Mukhammad Zamzami Santri PP Mambaus Sholihin Gresik; Executive Editor Teosofi: Jurnal Tasawuf dan Pemikiran Islam UIN Sunan Ampel Surabaya

Kekhilafahan Abu Bakar al-Siddiq dan Panggung Politik Demokratis?

3 min read

Pasca-Rasulullah saw meninggal, para sahabat tidak memperoleh acuan normatif dari Nabi Muhammad untuk menentukan figur penggantinya sebagai penyelenggara tugas-tugas eksekutif pemerintahan Madinah. Nabi memang tidak memberikan kriteria untuk menentukan calon penggantinya kelak setelah beliau wafat.

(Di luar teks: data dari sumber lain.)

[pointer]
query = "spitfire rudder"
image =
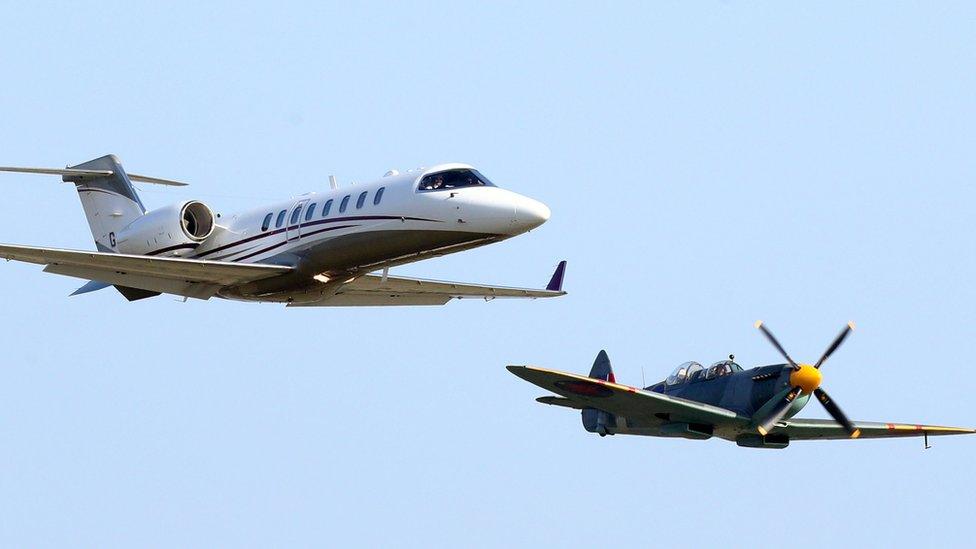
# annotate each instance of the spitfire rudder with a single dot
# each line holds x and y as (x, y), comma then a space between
(597, 421)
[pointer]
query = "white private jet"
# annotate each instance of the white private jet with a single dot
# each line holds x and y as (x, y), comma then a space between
(316, 250)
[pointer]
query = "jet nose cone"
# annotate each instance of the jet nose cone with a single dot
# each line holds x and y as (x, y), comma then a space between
(529, 213)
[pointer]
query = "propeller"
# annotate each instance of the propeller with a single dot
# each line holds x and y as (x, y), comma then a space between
(805, 379)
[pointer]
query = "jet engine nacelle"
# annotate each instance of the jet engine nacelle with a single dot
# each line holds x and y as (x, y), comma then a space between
(172, 231)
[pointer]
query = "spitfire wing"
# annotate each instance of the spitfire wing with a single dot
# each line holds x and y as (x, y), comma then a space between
(185, 277)
(813, 429)
(621, 400)
(392, 290)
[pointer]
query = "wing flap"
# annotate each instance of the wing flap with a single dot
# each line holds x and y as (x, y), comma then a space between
(814, 429)
(186, 277)
(623, 400)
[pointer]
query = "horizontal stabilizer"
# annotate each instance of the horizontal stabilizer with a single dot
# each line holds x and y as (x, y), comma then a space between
(70, 174)
(186, 277)
(388, 290)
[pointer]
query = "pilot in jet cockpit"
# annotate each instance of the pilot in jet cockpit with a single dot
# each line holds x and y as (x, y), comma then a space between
(454, 179)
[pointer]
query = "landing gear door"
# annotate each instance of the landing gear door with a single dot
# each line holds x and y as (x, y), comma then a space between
(293, 230)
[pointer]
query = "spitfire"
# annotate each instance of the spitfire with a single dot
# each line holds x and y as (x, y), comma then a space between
(753, 408)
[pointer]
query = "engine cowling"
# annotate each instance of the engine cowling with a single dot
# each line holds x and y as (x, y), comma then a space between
(171, 231)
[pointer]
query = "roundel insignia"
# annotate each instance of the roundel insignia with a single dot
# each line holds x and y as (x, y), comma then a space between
(584, 388)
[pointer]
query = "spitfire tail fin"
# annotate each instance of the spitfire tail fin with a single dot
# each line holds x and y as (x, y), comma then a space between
(596, 421)
(601, 368)
(109, 200)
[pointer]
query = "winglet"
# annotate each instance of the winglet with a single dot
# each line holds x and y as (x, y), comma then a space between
(90, 286)
(556, 282)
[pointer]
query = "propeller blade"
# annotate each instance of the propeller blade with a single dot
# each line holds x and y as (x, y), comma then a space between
(777, 412)
(836, 343)
(772, 339)
(835, 413)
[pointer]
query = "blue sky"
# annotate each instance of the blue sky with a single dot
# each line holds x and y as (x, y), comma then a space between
(706, 166)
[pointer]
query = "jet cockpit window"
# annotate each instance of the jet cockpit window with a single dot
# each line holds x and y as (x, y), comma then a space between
(680, 374)
(453, 179)
(722, 368)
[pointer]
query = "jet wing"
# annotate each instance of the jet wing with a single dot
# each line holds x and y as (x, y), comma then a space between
(813, 429)
(391, 290)
(185, 277)
(621, 400)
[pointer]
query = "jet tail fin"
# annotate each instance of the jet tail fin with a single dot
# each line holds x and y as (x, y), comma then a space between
(556, 282)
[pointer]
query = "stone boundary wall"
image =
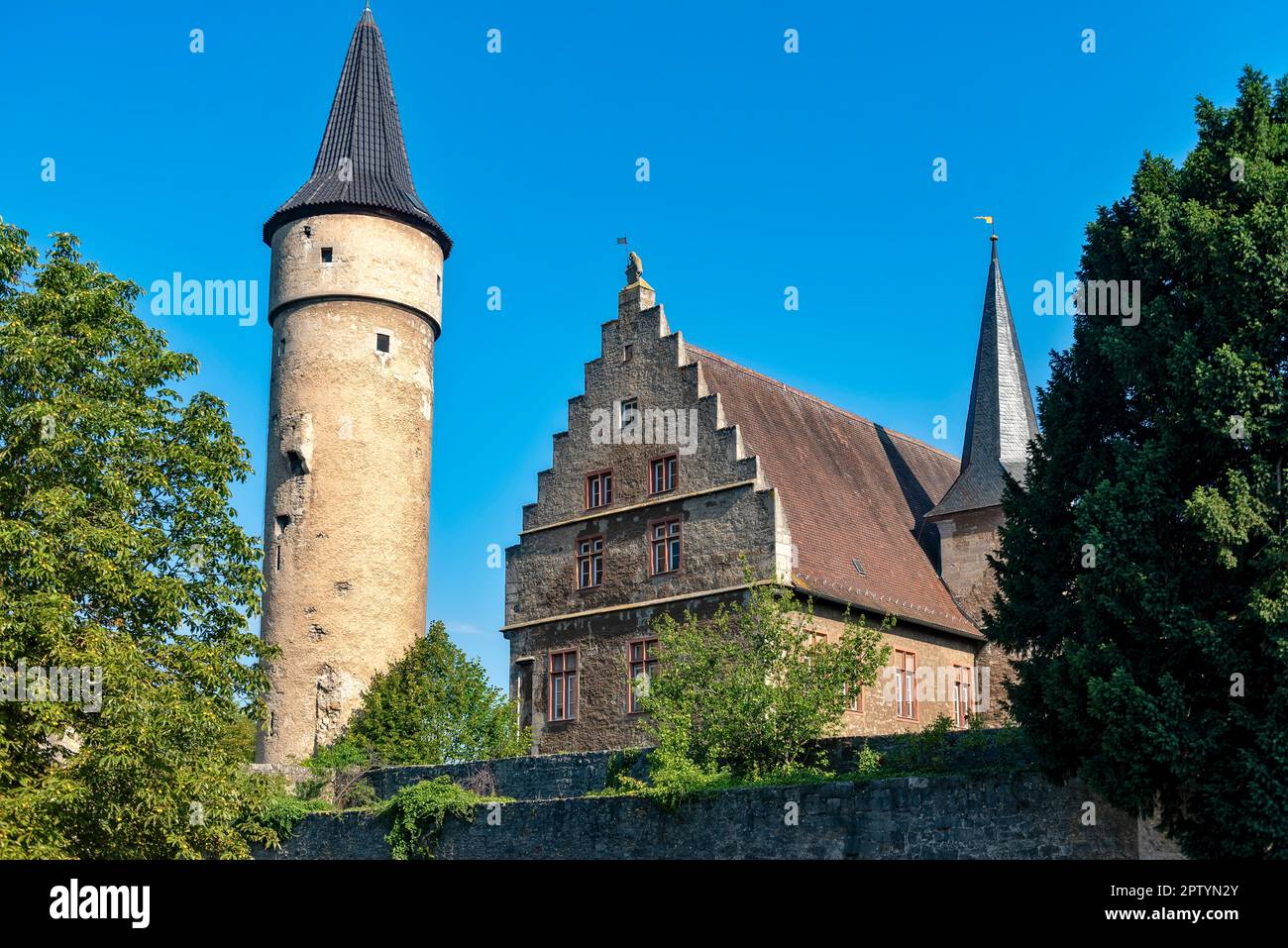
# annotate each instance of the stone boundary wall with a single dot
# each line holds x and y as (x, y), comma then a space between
(948, 817)
(558, 776)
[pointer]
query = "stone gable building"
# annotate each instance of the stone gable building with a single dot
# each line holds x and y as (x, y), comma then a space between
(356, 307)
(677, 466)
(678, 463)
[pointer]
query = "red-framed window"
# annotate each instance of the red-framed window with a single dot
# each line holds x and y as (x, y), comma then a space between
(562, 702)
(642, 665)
(961, 695)
(906, 685)
(665, 539)
(853, 698)
(661, 473)
(590, 562)
(815, 639)
(599, 489)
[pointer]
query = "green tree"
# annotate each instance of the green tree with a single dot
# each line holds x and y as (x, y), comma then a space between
(433, 706)
(752, 687)
(1144, 567)
(119, 552)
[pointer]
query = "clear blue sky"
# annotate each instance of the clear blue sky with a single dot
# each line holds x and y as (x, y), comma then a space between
(768, 170)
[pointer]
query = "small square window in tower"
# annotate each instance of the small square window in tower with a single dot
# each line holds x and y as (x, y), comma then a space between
(630, 411)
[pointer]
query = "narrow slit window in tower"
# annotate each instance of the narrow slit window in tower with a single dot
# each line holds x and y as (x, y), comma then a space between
(283, 520)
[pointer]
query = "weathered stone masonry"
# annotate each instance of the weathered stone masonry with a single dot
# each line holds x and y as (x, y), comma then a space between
(356, 308)
(811, 488)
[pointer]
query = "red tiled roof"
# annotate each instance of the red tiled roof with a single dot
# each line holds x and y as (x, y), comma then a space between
(851, 489)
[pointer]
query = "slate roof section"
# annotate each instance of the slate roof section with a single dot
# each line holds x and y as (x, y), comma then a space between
(850, 489)
(362, 128)
(1001, 420)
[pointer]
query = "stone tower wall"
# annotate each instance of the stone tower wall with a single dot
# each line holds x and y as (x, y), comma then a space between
(348, 466)
(966, 540)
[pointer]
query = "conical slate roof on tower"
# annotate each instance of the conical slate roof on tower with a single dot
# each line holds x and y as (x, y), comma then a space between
(362, 163)
(1001, 421)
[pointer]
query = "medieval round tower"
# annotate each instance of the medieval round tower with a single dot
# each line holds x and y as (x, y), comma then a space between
(356, 308)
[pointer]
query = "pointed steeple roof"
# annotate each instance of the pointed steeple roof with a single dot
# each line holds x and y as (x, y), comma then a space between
(362, 163)
(1001, 420)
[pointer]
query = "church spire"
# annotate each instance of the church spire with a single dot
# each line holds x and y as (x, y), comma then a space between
(362, 162)
(1001, 420)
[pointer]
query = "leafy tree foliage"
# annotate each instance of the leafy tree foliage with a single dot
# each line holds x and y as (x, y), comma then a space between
(432, 706)
(1144, 569)
(752, 689)
(117, 552)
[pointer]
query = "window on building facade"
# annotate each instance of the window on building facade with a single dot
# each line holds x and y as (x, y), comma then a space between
(662, 474)
(853, 697)
(590, 562)
(563, 685)
(961, 695)
(666, 546)
(599, 489)
(643, 665)
(630, 412)
(906, 685)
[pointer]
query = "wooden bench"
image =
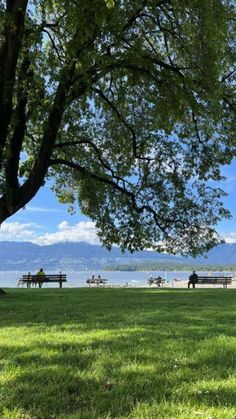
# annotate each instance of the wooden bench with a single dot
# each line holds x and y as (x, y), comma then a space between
(34, 280)
(156, 281)
(96, 281)
(215, 280)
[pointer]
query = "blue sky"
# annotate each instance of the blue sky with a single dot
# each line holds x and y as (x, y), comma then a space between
(45, 221)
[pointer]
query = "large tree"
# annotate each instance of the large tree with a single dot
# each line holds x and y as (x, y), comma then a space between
(128, 106)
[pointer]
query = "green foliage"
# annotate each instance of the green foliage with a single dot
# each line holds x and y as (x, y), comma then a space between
(117, 353)
(129, 107)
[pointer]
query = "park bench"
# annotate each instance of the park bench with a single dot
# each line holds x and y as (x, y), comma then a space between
(156, 281)
(215, 280)
(34, 280)
(96, 281)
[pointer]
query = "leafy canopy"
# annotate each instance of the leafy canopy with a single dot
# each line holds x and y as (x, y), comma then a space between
(128, 106)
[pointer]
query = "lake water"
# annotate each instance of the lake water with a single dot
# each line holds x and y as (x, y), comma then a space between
(78, 278)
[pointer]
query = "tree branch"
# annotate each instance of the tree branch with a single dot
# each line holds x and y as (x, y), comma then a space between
(9, 54)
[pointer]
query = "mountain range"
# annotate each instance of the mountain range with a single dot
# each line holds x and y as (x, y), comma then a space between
(26, 256)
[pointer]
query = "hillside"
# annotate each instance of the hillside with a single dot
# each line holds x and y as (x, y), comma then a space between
(83, 256)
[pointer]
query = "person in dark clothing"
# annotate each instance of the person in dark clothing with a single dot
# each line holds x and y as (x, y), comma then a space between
(193, 279)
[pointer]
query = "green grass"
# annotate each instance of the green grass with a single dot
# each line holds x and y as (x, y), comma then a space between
(118, 353)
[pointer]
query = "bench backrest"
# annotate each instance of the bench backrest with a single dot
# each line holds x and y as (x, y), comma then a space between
(46, 277)
(215, 279)
(96, 281)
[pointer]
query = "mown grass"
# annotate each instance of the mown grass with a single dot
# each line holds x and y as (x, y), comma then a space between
(118, 353)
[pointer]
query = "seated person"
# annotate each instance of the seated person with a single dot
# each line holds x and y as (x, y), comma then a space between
(42, 274)
(193, 279)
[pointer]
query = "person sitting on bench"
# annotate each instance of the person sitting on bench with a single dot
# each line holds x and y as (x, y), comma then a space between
(41, 274)
(193, 279)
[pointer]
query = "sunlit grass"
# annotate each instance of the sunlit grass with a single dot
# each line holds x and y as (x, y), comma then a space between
(118, 353)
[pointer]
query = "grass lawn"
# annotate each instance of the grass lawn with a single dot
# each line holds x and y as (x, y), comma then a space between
(118, 353)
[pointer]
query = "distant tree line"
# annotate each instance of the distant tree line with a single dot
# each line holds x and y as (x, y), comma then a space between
(157, 266)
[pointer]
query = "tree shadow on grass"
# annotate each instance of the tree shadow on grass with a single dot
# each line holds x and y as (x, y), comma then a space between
(105, 357)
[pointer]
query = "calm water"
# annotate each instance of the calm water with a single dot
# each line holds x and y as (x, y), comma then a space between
(78, 279)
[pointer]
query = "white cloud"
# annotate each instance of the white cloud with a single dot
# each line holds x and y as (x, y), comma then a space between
(83, 231)
(17, 231)
(229, 237)
(42, 209)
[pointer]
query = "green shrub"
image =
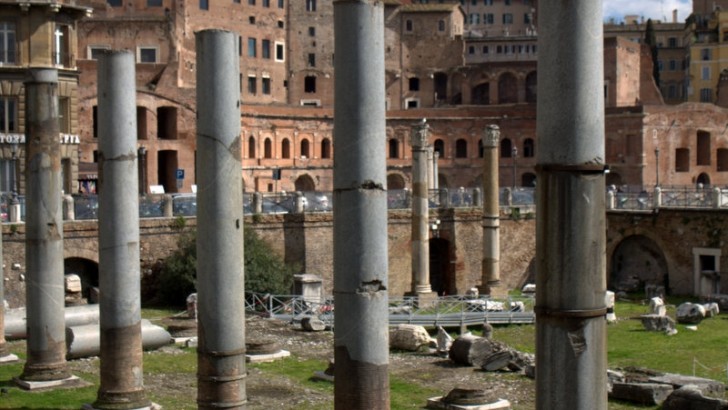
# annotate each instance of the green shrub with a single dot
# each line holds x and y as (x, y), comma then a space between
(265, 271)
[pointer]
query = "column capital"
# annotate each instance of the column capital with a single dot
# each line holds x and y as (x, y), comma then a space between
(420, 134)
(491, 136)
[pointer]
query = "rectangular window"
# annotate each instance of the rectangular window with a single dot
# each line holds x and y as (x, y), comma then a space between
(280, 52)
(7, 42)
(252, 47)
(8, 115)
(706, 95)
(252, 85)
(265, 49)
(147, 55)
(705, 73)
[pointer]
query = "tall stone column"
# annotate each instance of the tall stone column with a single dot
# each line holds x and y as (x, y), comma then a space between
(420, 211)
(491, 213)
(361, 335)
(570, 227)
(122, 384)
(220, 259)
(44, 294)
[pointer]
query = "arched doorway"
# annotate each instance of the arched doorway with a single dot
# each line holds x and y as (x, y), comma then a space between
(87, 270)
(703, 179)
(637, 261)
(442, 280)
(305, 183)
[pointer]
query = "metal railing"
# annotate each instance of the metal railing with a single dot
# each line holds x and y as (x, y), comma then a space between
(445, 311)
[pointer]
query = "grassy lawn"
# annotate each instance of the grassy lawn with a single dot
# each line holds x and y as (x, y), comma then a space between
(700, 352)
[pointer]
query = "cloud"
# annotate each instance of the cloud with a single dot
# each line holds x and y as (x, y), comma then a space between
(649, 9)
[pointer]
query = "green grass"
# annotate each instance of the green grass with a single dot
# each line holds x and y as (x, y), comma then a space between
(700, 352)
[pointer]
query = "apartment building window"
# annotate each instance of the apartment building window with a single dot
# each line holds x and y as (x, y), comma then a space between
(93, 52)
(60, 53)
(309, 84)
(251, 47)
(706, 95)
(265, 49)
(8, 114)
(7, 42)
(147, 55)
(280, 53)
(705, 74)
(252, 85)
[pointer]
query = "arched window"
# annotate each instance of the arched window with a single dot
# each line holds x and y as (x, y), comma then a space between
(285, 148)
(505, 148)
(304, 149)
(528, 148)
(393, 148)
(440, 147)
(461, 148)
(326, 148)
(251, 147)
(267, 149)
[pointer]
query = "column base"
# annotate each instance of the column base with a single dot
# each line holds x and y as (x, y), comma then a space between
(67, 383)
(9, 358)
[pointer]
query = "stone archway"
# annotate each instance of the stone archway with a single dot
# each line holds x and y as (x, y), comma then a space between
(305, 183)
(87, 270)
(442, 279)
(638, 261)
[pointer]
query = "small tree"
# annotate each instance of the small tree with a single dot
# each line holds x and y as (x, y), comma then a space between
(265, 271)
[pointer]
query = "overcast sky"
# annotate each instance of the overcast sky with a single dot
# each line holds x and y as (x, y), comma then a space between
(654, 9)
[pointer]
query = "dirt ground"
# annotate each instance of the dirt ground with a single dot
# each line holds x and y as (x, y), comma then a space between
(422, 368)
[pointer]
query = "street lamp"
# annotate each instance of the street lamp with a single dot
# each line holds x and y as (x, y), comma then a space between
(514, 153)
(657, 167)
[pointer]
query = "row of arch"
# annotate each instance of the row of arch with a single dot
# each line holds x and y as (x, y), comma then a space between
(286, 149)
(460, 149)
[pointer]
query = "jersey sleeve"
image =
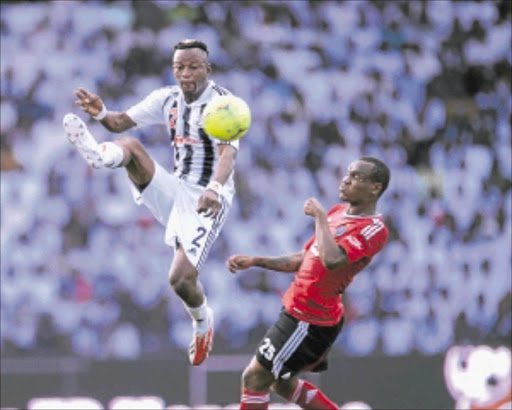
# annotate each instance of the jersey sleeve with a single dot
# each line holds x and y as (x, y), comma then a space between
(150, 110)
(309, 243)
(364, 242)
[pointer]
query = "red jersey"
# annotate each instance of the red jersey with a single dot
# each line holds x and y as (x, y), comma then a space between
(314, 296)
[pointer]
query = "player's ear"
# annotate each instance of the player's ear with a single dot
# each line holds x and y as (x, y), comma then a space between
(377, 189)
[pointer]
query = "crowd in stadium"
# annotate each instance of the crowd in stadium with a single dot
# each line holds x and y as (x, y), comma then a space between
(425, 86)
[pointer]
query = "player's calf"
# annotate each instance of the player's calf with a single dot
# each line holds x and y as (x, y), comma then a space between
(78, 134)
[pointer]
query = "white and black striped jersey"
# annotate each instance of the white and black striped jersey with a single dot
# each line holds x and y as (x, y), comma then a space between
(195, 153)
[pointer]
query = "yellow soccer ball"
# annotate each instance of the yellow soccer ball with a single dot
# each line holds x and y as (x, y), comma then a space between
(226, 118)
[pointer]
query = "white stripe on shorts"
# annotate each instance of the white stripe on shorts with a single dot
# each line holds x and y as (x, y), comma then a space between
(217, 224)
(298, 335)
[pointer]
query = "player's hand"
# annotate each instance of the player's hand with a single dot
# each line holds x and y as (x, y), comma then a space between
(313, 208)
(209, 204)
(90, 103)
(239, 262)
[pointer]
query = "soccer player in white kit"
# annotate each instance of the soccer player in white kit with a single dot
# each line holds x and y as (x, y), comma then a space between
(193, 201)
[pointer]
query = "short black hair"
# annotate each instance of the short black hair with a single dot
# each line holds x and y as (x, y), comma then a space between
(190, 43)
(380, 172)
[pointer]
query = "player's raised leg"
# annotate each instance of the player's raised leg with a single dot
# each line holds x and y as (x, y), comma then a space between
(183, 277)
(125, 152)
(78, 134)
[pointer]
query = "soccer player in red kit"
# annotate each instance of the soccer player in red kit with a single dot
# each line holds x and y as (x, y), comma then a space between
(345, 241)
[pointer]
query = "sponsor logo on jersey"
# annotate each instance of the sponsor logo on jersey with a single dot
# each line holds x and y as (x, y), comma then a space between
(180, 141)
(339, 230)
(354, 242)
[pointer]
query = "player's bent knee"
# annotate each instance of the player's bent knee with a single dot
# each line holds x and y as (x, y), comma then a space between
(284, 388)
(256, 378)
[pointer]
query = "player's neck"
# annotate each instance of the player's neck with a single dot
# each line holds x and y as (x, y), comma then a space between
(361, 209)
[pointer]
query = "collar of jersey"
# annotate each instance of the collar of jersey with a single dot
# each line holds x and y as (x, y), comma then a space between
(361, 216)
(204, 97)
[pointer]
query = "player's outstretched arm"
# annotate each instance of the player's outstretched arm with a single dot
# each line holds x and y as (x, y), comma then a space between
(329, 252)
(286, 263)
(93, 105)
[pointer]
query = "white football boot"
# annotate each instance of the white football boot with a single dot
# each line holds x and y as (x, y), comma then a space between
(201, 344)
(78, 134)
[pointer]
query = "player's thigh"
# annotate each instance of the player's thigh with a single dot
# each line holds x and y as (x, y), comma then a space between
(181, 268)
(140, 166)
(291, 346)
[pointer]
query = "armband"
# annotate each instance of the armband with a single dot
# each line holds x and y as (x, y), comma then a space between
(215, 187)
(102, 114)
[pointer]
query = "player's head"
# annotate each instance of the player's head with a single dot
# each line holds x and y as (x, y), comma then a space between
(366, 180)
(191, 67)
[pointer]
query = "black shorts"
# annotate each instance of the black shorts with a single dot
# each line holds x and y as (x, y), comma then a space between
(291, 346)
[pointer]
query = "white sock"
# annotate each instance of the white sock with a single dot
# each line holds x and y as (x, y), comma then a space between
(111, 154)
(200, 316)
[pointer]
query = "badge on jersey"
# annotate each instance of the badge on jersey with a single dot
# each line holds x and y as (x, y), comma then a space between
(340, 230)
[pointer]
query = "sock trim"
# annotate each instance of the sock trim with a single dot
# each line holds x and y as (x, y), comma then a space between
(253, 397)
(296, 393)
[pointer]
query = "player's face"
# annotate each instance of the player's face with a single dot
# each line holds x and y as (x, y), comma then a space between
(356, 186)
(191, 70)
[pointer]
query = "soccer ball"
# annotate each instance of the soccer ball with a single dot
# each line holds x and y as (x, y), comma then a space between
(226, 118)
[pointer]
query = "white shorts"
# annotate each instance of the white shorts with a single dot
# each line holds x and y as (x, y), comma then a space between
(173, 202)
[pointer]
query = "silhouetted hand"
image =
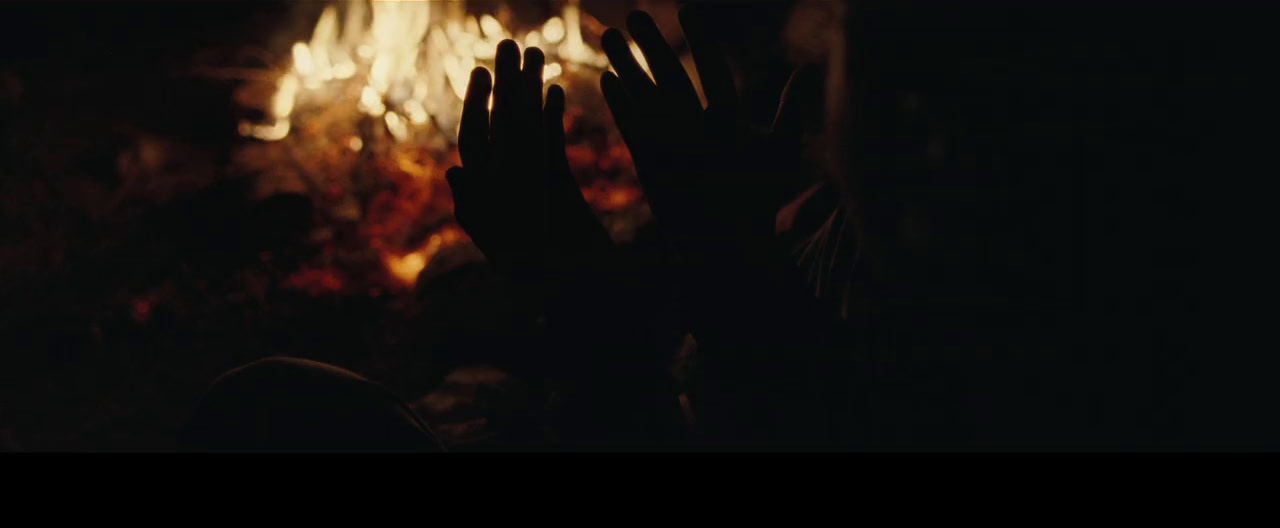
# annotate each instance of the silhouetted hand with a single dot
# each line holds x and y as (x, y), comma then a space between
(513, 194)
(712, 181)
(713, 185)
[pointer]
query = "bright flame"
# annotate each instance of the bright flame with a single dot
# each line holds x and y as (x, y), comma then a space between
(408, 58)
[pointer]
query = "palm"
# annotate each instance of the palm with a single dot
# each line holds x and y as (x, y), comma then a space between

Kriteria-kriteria yang diperlukan untuk mengangkat pengganti Nabi Muhammad justru diperoleh dari gagasan-gagasan para sahabat, yang kemudian mereka tuangkan dalam bentuk prosedur pengangkatan Abu Bakar al-Siddiq sebagai khalifah (pengganti) Nabi.

Prosedur pemilihan Abu Bakar, yang dikenal dengan baiat Saqīfah banī Sa‘īdah ini, kemudian ditetapkan oleh kalangan Muslim Sunni sebagai landasan ideal untuk menyelenggarakan pemilihan suksesi kepemimpinan dalam Islam.

Penerimaan kalangan Sunni bukan sekadar karena konsensus (ijmā‘) sahabat dalam hal apapun—termasuk pengangkatan Abu Bakar—secara hukum mengikat. Tetapi juga karena prosedur pemilihan dimaksud memuat ragam prinsip yang sesuai dengan etika pemilihan dalam Islam.

Banyak akademisi-ahli menilai bahwa prosedur pemilihan Abu Bakar merupakan sebuah konsep demokratis, karena didasarkan pada asas kompetisi serta partisipasi publik. Mereka menemukan dua komponen penting tersebut dari tiga tahapan yang dilalui dalam proses pemilihan Abu Bakar, yaitu nomination (pencalonan), mutual consultation (kompromi antar-kelompok), dan oath of allegiance (baiat).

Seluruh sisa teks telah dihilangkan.